AD is saddened to mark the death of architect Robert A.M. Stern, who died on Thursday, November 27, at the age of 86.
The Brooklyn-born architect founded Robert A.M. Stern Architects in 1969, a practice that would grow into RAMSA, one of the world’s most influential firms. Over seven decades, the AD100 Hall of Fame talent left an indelible mark as an architect, educator, and historian. His built work ranged from museums and schools to libraries and luxury residences—most notably 15 Central Park West, which married the limestone grandeur of New York City’s prewar buildings with the clean lines of an ultramodern high-rise.
As an educator, Stern shaped generations of young architects. He taught at Columbia and Yale and led the Yale School of Architecture from 1998 to 2016. He also wrote more than a dozen books about architecture, including a six-volume encyclopedic history of New York City. Through his teaching and writing, he raised public awareness of preservation’s importance and design’s essential role in shaping communities and society.

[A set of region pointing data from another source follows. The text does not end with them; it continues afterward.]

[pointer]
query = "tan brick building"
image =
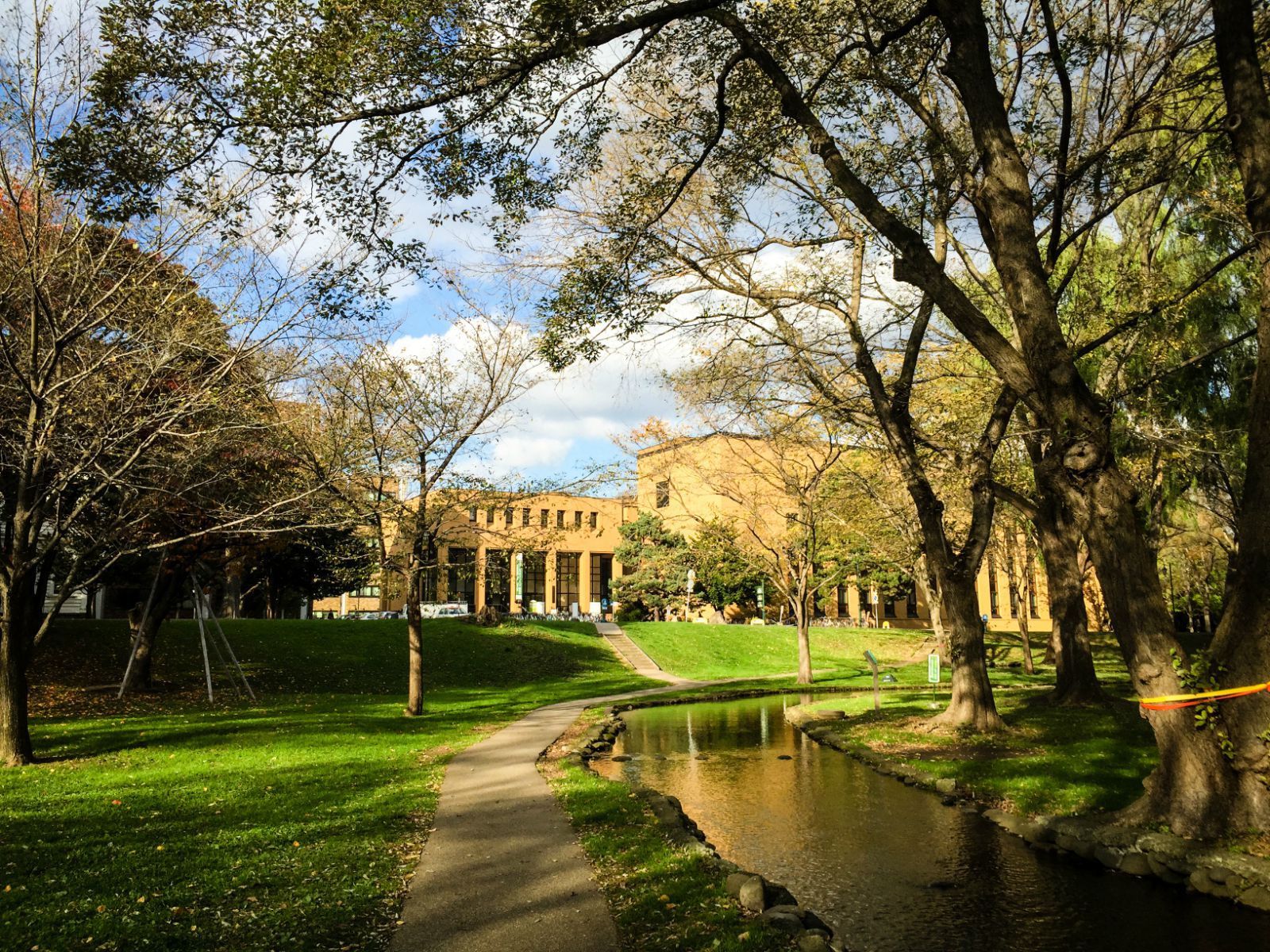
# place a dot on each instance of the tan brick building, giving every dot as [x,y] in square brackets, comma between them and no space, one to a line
[541,554]
[695,479]
[554,551]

We’re republishing Stern’s recollections of his early career, which he shared with AD in 2014.
After architecture school at Yale, one small house, a brief stint in Richard Meier’s office, and two and a half years in New York City’s Housing and Development Administration under Mayor John Lindsay, I began my independent practice. At about the same time I began to teach at Columbia University. The action for me as a young architect, along with others of my generation, was to reconfigure fairly large apartments in Manhattan’s affluent neighborhoods—three-bedrooms, sometimes four—for young families who were choosing to live in the city rather than the suburbs. To meet a new generation’s needs—and it was my generation—plans were opened up. Staff rooms were combined to create family rooms, and living and dining rooms were frequently thrown together—something I now view with mixed feelings. I took apart more beautifully planned apartments of an earlier era than I would like to admit. But in so doing I learned how to put them together. The same is true with houses: Lots of the houses I did early in my career were renovations of the shingled houses I love, and in fixing them up I eventually learned how to design new versions.